Obama has delivered at least eight university commencement speeches since becoming first lady. And four of those were delivered at historically black universities and colleges (HBCU). But the one at Tuskegee marks a shift in her personal narrative. Michelle isn’t holding back anymore. This is her racism real-talk moment. This was her FOH speech.
When she spoke to students at HBCUs in the past, Obama referred to present day racism obliquely, resting on the racism that built this country, her emphasis on how far we’ve come.

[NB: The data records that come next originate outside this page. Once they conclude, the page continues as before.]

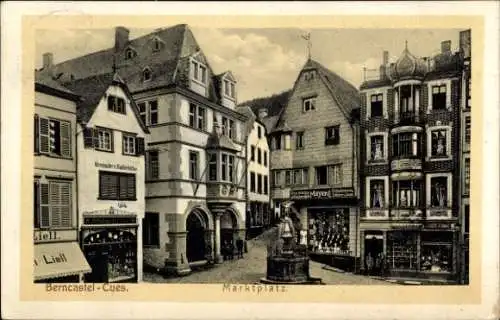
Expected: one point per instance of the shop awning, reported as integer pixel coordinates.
(52, 260)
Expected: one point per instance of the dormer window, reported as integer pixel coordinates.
(129, 54)
(116, 104)
(198, 72)
(309, 104)
(229, 89)
(147, 74)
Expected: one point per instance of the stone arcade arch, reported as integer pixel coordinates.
(198, 244)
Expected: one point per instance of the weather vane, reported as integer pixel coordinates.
(307, 37)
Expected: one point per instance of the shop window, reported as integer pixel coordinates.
(266, 185)
(377, 147)
(466, 175)
(153, 164)
(212, 167)
(52, 137)
(467, 130)
(406, 145)
(148, 110)
(252, 181)
(151, 229)
(439, 97)
(52, 204)
(438, 143)
(196, 117)
(117, 186)
(299, 142)
(259, 183)
(439, 192)
(128, 146)
(329, 231)
(116, 104)
(376, 105)
(193, 165)
(377, 192)
(402, 250)
(104, 139)
(332, 135)
(309, 104)
(436, 252)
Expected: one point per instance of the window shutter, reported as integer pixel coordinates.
(36, 133)
(88, 138)
(55, 201)
(44, 205)
(66, 208)
(139, 144)
(44, 139)
(65, 134)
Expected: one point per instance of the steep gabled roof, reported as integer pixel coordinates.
(93, 88)
(346, 95)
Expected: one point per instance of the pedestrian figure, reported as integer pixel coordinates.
(369, 263)
(239, 246)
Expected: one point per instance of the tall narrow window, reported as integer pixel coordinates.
(377, 147)
(438, 143)
(439, 192)
(252, 181)
(193, 165)
(439, 97)
(467, 130)
(332, 135)
(466, 175)
(299, 142)
(376, 105)
(153, 167)
(224, 168)
(377, 194)
(212, 167)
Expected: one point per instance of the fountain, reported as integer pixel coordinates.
(287, 259)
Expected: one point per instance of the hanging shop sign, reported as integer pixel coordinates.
(42, 236)
(115, 166)
(321, 194)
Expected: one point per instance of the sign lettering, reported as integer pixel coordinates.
(317, 194)
(115, 166)
(53, 235)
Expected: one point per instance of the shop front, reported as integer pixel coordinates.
(57, 257)
(427, 254)
(329, 216)
(111, 248)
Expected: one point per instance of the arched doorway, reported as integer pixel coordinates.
(196, 226)
(228, 228)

In 2011, at Spelman College, Michelle told a story of the all women’s college founders who were dissuaded from their mission to establish a college for black women. “The thought of an African American woman learning to read and write was, to so many, laughable at best, an impossibility at worst,” she said.
Speaking at Dillard University in 2014, the first lady warned students of the challenges facing black youth. “The high school graduation rate for black students is improving, but it is still lower than just about any other group in this country,” she said. A problem, she insisted, that needed fixing.
Obama did pull from her own life to inspire students. “See, my parents didn’t go to college, but they were determined to give us that opportunity,” she said at her speech at Bowie State University.
But reflections of personal hardship ended there. The White House, an emblem of freedom and democracy, ironically trapped its current occupants. By avoiding discussions of racism, Michelle Obama was able to stave off mutiny.